Finalmente, ¿será un acto poco caritativo desenterrar doctrinas de un difunto, que no puede defenderse, para señalar minuciosamente sus graves deficiencias?.

Ya durante su vida muchos apuntaron reparos dignos de nota al pensamiento de Segundo. Ahora se los reitera, con mayor perspectiva y en visión de conjunto, con el fin de advertir a los creyentes ante una posible apoteosis póstuma, que se ha venido dibujando fuera y dentro de la Iglesia (especialmente en Uruguay y en miembros destacados de la Compañía en dicho país). Bojorge alerta sobre los riesgos, que podrían seguirse de tales peligrosas apologías, apoyado por el mismo General actual de los jesuitas Peter Hans Kolvenbach (13 – 22).

Más bien, entonces, nos encontramos con un apreciable gesto de atención pastoral para con el pueblo cristiano, alertándolo ante trampas muy sutilmente amañadas, que inducirían a un enfriamiento de la fe católica.

Por otra parte, si bien no se ha de perturbar la paz de los difuntos, la Iglesia nunca vaciló en revisar y corregir obras de célebres cristianos ya desaparecidos. Así, la controversia que finalizó con la condenación de varias tesis teológicas de Orígenes, fue posterior a su muerte. Las censuras al obispo Jansenio tuvieron lugar después de su fallecimiento. Y, recientemente, la advertencia sobre peligrosas y nebulosas posiciones de otro jesuita (Anthony De Mello), salió a la luz cuando su autor había ya pasado a mejor vida.

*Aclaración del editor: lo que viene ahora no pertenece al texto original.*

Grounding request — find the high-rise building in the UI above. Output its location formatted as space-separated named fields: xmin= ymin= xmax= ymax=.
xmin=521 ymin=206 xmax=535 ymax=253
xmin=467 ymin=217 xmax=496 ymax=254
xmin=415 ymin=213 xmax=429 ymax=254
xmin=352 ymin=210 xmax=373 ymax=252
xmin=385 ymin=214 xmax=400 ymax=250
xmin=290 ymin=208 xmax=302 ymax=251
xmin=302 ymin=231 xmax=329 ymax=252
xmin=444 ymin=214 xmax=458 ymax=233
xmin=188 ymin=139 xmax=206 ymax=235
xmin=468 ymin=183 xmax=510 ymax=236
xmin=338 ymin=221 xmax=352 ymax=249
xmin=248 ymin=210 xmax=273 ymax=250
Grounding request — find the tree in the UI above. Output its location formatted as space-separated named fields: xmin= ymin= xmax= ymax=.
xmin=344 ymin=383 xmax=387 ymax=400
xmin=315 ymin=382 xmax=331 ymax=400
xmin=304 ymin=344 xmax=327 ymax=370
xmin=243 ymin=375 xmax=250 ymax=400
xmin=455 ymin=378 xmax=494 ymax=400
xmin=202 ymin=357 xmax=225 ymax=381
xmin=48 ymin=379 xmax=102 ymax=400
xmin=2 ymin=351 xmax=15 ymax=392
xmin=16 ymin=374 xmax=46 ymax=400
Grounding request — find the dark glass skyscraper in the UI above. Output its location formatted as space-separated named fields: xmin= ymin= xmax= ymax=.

Culminamos esta reseña con la convicción de que, todo el que desee interiorizarse en un pensamiento, que tuvo vasta repercusión entre los católicos uruguayos, en Latinoamérica (sobre todo en el gran amigo de Segundo, G. Gutiérrez) y otras latitudes, debería compararlo con las réplicas que se encuentran en el cuidadoso estudio de Bojorge, para poder apreciar una trayectoria, más allá de meras simpatías, aplicando el oído también a otras campanas.


Fuente: Soleriana (Revista de la Facultad de Teología del Uruguay 'Mons. Mariano Soler') - Año XXVII - Nº 18 - (2002/2, Julio - Diciembre) págs. 263 -269.